Ketan Agarwal did not die because of a love triangle. If the allegations against Siya Goyal and Chetan Chaudhary hold up in court, he died at the point where at least three forces larger than any single person's cruelty happened to meet an attachment system shaped by circumstances none of the three of them chose, a cultural architecture that made leaving a commitment feel more dangerous than ending a life, and a society, including the millions of people now consuming this case as entertainment, that still doesn't have a shared language for recognising relationship danger until it's already become a crime scene.

The forensic reconstruction at Lohagad Fort will tell investigators exactly where each person stood and exactly how the fall happened. It can't tell them, and was never built to tell them, how decades of nervous-system wiring, family pressure, and fear nobody said out loud all converged on one morning at the edge of a cliff. That part belongs to psychology, not forensics. And until Indian society is willing to teach attachment science with the same seriousness it teaches civics or biology, this almost certainly won't be the last time a wedding date ends up feeling, for someone, indistinguishable from a death sentence.

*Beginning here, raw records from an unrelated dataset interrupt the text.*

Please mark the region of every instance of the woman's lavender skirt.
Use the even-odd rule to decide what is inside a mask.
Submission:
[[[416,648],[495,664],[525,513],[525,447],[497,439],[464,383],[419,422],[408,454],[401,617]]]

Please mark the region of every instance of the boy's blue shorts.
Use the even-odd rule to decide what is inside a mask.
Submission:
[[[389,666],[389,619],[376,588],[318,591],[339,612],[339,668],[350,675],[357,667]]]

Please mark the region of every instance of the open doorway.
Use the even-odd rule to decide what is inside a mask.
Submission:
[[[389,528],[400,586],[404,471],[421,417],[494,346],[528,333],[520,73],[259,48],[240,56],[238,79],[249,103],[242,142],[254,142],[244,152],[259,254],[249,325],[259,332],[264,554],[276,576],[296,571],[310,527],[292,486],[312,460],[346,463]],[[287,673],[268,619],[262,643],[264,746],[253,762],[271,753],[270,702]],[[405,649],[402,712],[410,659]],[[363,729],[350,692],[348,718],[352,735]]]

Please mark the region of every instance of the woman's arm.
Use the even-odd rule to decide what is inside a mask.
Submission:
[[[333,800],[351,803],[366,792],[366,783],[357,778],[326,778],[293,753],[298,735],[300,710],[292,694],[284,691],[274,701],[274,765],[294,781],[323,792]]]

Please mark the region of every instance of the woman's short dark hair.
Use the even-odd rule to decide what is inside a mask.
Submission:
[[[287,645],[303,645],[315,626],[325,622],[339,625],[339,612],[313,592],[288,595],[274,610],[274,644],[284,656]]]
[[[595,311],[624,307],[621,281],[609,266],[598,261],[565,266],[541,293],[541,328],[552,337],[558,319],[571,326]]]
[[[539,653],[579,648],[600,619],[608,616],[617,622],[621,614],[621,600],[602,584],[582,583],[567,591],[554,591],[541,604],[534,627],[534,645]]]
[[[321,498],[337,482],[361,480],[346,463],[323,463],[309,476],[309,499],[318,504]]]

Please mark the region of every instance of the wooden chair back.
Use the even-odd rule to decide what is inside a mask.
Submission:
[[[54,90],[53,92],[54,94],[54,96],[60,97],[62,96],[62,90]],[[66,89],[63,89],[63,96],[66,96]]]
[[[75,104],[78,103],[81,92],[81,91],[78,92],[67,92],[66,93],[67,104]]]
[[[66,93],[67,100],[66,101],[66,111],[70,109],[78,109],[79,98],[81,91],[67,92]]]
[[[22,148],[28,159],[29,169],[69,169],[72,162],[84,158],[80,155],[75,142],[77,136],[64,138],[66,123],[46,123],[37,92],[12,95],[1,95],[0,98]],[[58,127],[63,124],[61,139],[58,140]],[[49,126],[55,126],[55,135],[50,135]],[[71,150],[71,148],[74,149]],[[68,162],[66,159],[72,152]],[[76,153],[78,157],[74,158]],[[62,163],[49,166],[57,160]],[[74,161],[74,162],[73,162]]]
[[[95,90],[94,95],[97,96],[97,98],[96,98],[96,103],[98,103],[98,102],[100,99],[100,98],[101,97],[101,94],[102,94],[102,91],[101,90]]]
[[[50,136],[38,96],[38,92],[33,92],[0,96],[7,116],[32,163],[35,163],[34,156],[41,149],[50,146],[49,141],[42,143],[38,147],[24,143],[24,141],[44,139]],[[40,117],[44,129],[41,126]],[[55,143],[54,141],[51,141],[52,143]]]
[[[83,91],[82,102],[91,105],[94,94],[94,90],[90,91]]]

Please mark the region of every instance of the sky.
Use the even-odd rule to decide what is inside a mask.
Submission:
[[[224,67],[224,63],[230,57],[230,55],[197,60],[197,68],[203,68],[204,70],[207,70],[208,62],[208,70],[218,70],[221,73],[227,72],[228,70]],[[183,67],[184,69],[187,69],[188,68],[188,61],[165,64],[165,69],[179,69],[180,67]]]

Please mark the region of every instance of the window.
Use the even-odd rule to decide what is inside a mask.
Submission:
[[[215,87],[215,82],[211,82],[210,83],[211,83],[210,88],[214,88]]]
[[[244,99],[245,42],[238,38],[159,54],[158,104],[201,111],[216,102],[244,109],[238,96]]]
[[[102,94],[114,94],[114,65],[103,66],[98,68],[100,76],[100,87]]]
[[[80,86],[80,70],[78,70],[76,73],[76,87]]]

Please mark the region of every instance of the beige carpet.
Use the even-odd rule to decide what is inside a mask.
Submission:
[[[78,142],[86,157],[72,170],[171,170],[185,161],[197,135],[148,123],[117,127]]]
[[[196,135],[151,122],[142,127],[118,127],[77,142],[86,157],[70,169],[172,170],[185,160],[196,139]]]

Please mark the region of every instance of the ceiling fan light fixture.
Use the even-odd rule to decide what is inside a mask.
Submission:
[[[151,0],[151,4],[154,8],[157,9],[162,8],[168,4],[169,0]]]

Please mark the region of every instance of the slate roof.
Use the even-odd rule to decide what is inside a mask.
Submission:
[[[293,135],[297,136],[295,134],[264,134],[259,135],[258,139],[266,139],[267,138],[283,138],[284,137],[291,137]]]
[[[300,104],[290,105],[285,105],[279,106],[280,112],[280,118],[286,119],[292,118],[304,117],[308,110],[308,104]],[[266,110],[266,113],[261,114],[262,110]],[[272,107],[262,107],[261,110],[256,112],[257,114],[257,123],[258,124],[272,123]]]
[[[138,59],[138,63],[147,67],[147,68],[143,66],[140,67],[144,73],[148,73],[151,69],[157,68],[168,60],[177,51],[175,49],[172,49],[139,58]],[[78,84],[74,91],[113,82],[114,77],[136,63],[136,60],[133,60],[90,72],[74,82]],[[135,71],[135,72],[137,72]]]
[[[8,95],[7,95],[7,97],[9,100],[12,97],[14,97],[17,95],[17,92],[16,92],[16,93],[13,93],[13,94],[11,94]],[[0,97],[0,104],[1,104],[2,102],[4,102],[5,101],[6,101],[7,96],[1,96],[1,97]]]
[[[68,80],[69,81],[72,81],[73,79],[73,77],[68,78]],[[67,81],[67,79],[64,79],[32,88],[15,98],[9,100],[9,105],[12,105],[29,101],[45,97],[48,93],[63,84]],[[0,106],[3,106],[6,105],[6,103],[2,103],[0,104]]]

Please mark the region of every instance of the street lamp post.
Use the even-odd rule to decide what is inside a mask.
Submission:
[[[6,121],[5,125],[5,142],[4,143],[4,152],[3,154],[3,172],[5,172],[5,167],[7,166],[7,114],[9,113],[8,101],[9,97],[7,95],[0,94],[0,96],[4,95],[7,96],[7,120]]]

Childhood writes the first draft of how a person loves. Culture decides whether that draft ever gets a real chance at being rewritten, or whether it just gets handed a wedding date, a deadline, and a cliff.

References

  • Ainsworth, M. D. S., Blehar, M. C., Waters, E., & Wall, S. (1978). Patterns of Attachment: A Psychological Study of the Strange Situation. Lawrence Erlbaum Associates.
  • Bowlby, J. (1969). Attachment and Loss, Vol. 1: Attachment. Basic Books.
  • Gottman, J. M., & Levenson, R. W. (1992). Marital processes predictive of later dissolution: Behaviour, physiology, and health. Journal of Personality and Social Psychology, 63(2), 221–233.
  • Mikulincer, M., & Shaver, P. R. (2007). Attachment in Adulthood: Structure, Dynamics, and Change. Guilford Press.
  • Tronick, E., Als, H., Adamson, L., Wise, S., & Brazelton, T. B. (1978). The infant's response to entrapment between contradictory messages in face-to-face interaction. Journal of the American Academy of Child Psychiatry, 17(1), 1–13.
  • Great Andhra. (2026, June 27). Birthday excuse, deadly trap? FIR reveals chilling murder plot.
  • IBTimes India. (2026, June 26). 2,004 calls, two treks and a murder plot: How Siya Goyal and Chetan Chaudhary allegedly planned Ketan Agarwal's killing.
  • India Herald. (2026, June 26). Cafe, CCTV, and 2,000 calls: Inside the alleged murder plot police say Siya Goyal and her boyfriend finalised in plain sight.
  • The Tribune. (2026, June 28). Ketan Agarwal murder: Siya Goyal taken to Pune's Lohagad Fort to recreate the crime scene.